The actor and comedian rose to fame as ‘the impressions guy’ on Saturday Night Live. Now he’s the star of an Emmy-winning sitcom, which he also writes and directs. If only he could be less anxious about it all …

I’m early for my interview with Bill Hader, but he’s even earlier, waiting for me in his office when I arrive a very uncool half-hour before we’re scheduled to meet. I say I can go for a walk until the appointed time, but he makes a “Don’t be ridiculous” shrug and tells me to come on in. In his vintage T-shirt, dark jeans, white trainers and hair that probably should have encountered a barber at least six weeks ago, he looks closer to a 1990s video shop slacker than the multi-award winning director, writer and actor that he is, with his very own office on the Sony studios lot in Los Angeles, which is where we’re meeting today. Hader himself is pretty bemused at how things have panned out for him.
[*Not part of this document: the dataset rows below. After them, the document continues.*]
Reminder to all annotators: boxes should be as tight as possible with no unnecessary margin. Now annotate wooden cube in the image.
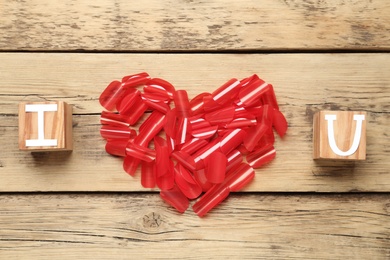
[19,101,73,151]
[313,111,367,160]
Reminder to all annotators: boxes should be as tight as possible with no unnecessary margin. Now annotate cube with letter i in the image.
[19,101,73,151]
[313,111,367,160]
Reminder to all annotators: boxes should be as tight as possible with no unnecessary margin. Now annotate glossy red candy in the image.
[238,79,270,107]
[99,72,288,217]
[246,144,276,168]
[211,79,242,105]
[100,125,137,140]
[106,138,129,157]
[175,163,202,199]
[206,151,227,184]
[173,90,191,117]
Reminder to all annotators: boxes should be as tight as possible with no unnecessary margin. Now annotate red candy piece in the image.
[99,72,288,217]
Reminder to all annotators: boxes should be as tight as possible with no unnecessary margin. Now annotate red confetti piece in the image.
[99,72,288,217]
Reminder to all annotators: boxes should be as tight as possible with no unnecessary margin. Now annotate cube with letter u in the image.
[313,111,367,160]
[19,101,73,151]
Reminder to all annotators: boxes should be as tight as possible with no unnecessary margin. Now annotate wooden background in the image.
[0,0,390,259]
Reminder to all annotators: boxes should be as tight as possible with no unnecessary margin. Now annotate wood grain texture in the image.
[0,193,390,259]
[0,0,390,52]
[0,53,390,192]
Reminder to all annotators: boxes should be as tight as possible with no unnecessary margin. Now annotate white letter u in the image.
[325,115,365,156]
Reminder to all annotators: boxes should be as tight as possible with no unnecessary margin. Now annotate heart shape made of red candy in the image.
[99,72,287,217]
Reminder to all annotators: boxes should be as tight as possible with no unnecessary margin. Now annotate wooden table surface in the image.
[0,0,390,259]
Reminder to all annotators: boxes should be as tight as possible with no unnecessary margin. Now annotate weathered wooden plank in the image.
[0,0,390,51]
[0,194,390,259]
[0,53,390,192]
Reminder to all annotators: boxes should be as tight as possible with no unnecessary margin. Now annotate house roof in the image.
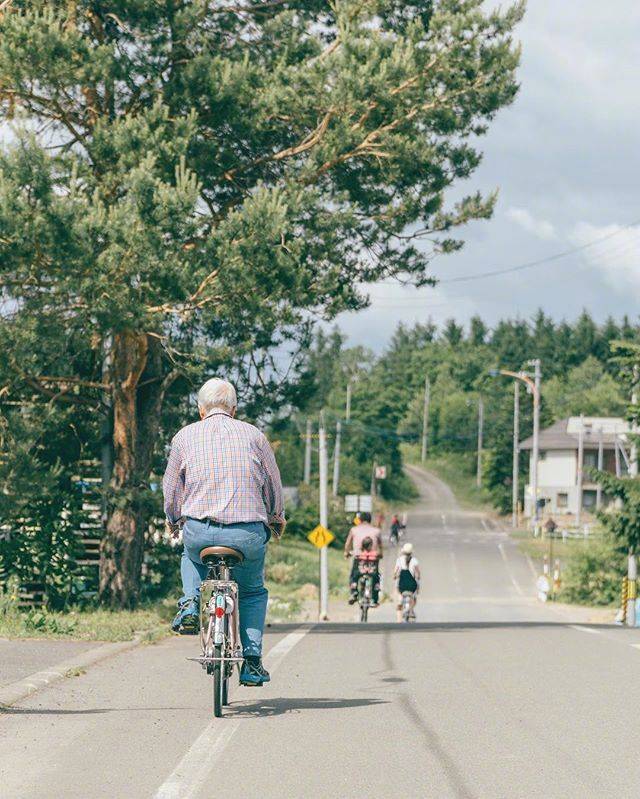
[520,416,630,450]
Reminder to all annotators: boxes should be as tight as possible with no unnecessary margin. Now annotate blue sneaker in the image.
[171,597,200,635]
[240,655,271,686]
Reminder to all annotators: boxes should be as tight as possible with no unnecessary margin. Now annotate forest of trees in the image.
[0,0,524,606]
[272,311,640,512]
[0,304,640,607]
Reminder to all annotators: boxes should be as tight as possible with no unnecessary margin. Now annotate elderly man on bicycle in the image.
[163,378,285,685]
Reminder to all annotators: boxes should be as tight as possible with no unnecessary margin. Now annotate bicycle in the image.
[188,547,244,718]
[357,558,378,622]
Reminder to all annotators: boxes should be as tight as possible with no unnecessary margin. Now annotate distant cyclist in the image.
[393,543,420,622]
[344,511,382,605]
[389,513,404,546]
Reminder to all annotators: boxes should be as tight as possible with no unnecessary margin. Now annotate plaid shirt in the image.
[162,410,284,524]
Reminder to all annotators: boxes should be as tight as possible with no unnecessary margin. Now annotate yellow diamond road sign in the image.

“I’m such a movie nerd that, the first time I came here, I knew that Buster Keaton had lived here, so I wanted to see that. And stage 27, where we shoot our show, that’s where they shot The Wizard of Oz. Pretty crazy,” he says, eyebrows gently rising over his mask. Despite the two of us maintaining a careful social distance, Hader and I keep our masks on throughout the interview because, due to a longstanding eye problem, he is on medication that suppresses his immune system, “which is not great right now. And then people say, ‘Getting stressed makes it worse.’ And I’m like, ‘Gee, well, I wish I could stop that,’” he says without a drop of sarcasm.